O Yudhishthira, Damayantī, reconnaissant Sudeva, lui demanda des nouvelles de chacun de ses parents et proches l'un après l'autre et, O monarque, la princesse de Vidarbha commença à pleurer amèrement, accablée de chagrin, à la vue inespérée de Sudeva, ce meilleur des brahmins et l'ami de son frère. Voyant Damayantī pleurer et parlant en privé avec Sudeva, Sunandā était affligée et elle alla trouver sa mère pour l'informer: "Sairandhrī est en train de pleurer amèrement en présence d'un brahmin. Si tu veux, vérifie toi-même." Sur ce la mère du roi des Chedis, sortant des appartements intérieurs du palais, vint où se trouvaient la fille et le brahmin. Puis appelant Sudevā, O roi, la reine mère lui demanda: "De qui la beauté est-elle l'épouse et la fille? Comment cette dame aux beaux yeux a-t-elle été privée de la compagnie de son époux et de ses parents? Et comment as-tu su que cette dame était tombée dans une telle situation? Je souhaite entendre tout cela de toi en détail. Raconte sincèrement à moi qui te le demande ce qui concerne cette demoiselle à la beauté céleste." Ainsi questionné par la reine mère, Sudeva, le meilleur des brahmins, s'assis à l'aise et commença à raconter la vraie histoire de Damayantī.

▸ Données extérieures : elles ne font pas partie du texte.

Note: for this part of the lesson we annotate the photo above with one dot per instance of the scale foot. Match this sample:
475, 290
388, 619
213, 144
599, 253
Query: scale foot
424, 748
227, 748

.../... Damayantī retourna chez ses parents et, après la joie des retrouvailles, fit savoir à sa mère qu'elle ne saurait survivre sans son époux, bien que celui-ci ait poussé la goujaterie jusqu'à couper son vêtement en deux. Ca, il n'est pas sûr qu'elle lui ait jamais pardonné, si vous voulez mon avis. Des brahmins partirent à nouveaux dans toutes les directions pour le retrouver, avec pour message à Nala "qu'il prenne pitié de son épouse et revienne lui assurer la protection qu'il lui a promis en l'épousant."